EALA sittings impasse added on to Summit agenda

Tuesday February 09 2021
East African Legislative Assembly.

The East African Legislative Assembly at a past sitting in Nairobi. There are five months left in the current financial year. PHOTO | FILE | NMG


The EAC Heads of State Summit may have to determine the regional Assembly’s sittings when they meet on February 27.

This follows a lack of consensus among legislators on the number of sittings the East African Legislative Assembly (Eala) should hold in the remaining five months of the 2020/21 financial year.

The debate was set off by Susan Nakawuki-Nsambu from Uganda at Eala’s January 27 virtual session.

Ms Nakawuki-Nsambu said it was inappropriate for the Council of Ministers to be seen to be assuming the role of the Assembly, whereas the EAC Treaty Article 14(3) reiterates the need for the Council to give directions to all institutions of the Community with the exception of the Heads of State summit, Eala and the East African Court of Justice.

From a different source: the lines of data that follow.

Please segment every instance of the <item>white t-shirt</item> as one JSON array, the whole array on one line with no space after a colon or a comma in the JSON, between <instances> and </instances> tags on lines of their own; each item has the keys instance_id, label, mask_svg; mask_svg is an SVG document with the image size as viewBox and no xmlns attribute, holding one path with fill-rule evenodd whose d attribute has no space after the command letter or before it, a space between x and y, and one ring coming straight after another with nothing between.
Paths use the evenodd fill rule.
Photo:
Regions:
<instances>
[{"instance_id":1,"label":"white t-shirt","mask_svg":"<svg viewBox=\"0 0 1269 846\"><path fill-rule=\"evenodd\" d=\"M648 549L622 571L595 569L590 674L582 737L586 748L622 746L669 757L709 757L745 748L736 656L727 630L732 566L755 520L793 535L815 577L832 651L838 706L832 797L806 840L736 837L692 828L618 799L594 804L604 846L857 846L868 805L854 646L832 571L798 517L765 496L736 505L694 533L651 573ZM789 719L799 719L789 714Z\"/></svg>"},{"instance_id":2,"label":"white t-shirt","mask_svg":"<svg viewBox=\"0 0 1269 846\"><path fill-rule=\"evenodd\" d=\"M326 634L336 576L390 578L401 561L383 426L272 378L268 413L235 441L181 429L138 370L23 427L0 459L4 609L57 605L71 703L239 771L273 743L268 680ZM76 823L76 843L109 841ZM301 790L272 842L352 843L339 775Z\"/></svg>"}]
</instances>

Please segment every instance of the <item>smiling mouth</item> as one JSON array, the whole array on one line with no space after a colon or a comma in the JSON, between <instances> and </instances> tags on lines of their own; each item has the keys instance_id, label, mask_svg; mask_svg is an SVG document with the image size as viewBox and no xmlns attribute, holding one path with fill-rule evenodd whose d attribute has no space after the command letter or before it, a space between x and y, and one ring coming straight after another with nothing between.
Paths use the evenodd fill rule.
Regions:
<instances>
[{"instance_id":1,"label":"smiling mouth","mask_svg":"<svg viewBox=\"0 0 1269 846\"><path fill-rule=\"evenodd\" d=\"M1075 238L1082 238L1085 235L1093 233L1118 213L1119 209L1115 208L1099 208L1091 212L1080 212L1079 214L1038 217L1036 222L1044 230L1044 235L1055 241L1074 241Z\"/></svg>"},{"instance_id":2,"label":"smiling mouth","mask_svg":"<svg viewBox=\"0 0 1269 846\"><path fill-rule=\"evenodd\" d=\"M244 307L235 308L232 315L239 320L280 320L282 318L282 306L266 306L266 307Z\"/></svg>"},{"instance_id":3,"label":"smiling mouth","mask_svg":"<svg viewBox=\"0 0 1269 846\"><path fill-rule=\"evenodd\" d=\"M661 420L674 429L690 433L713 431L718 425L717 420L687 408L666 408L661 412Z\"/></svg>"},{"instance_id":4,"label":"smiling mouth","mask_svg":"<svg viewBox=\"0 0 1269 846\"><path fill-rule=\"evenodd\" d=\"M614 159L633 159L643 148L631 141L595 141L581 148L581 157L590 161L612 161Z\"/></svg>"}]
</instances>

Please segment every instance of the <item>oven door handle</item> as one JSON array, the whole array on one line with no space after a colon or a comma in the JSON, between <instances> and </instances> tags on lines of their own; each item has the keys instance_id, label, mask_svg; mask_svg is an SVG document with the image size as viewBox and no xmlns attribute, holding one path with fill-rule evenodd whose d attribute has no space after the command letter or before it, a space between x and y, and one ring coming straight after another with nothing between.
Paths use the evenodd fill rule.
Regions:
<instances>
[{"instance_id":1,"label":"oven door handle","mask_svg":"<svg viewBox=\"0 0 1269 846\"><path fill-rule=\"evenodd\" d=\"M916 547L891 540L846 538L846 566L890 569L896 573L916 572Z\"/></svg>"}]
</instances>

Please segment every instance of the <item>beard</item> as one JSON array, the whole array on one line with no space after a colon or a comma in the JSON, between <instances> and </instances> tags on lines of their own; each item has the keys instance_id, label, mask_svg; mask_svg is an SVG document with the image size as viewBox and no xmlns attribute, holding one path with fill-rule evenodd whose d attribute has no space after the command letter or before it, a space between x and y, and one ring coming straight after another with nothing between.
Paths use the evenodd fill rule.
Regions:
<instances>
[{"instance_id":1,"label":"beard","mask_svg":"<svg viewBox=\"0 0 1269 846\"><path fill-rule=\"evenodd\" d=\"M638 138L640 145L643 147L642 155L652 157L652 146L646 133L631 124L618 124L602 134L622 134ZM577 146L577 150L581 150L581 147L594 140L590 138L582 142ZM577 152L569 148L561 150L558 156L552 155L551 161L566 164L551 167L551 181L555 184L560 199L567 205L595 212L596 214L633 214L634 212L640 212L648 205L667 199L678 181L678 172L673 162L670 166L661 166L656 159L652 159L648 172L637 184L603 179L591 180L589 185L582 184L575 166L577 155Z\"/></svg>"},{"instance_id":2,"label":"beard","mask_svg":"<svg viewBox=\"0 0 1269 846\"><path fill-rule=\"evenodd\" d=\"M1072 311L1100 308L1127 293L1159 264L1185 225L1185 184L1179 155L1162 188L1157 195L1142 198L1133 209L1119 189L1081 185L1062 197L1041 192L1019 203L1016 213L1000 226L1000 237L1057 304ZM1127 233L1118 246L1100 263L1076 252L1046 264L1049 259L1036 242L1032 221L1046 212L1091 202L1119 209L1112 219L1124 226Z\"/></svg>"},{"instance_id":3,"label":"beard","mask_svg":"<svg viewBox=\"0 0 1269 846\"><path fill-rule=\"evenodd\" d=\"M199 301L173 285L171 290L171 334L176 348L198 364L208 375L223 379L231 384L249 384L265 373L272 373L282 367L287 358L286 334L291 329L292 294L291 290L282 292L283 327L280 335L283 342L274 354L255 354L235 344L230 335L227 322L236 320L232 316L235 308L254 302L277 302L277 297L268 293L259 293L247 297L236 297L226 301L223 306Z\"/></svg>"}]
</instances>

“The rules of procedure of the Assembly provide for up to 80 days of sitting, and the Council cannot be seen to usurp this aspect,” she said.

Under the 2020/21 budgetary vote of $97 million, the EAC Secretariat is to receive $48.5million and Eala gets $16.7 million. The Committee on General Purpose realigned Eala’s activities in line with a budget allocation of $16 million, but the Council of Ministers called for the reduction of the number of Eala sittings from 21 to 14, a move the Assembly protested saying it was tantamount to micromanaging their activities.


The six EAC partner states are divided on the matter with Burundi and Tanzania in favour of 14 days following the reconsideration of the budgetary ceiling from $104 million to $97 million due to constraints caused by the pandemic. Kenya, Rwanda, Uganda, and South Sudan want Eala to determine their sittings as provided for by the Assembly’s standing orders and the EAC Treaty.

Rwanda’s Minister for EAC Affairs and chair of the Council of Ministers, Manasseh Nshuti, called for consensus.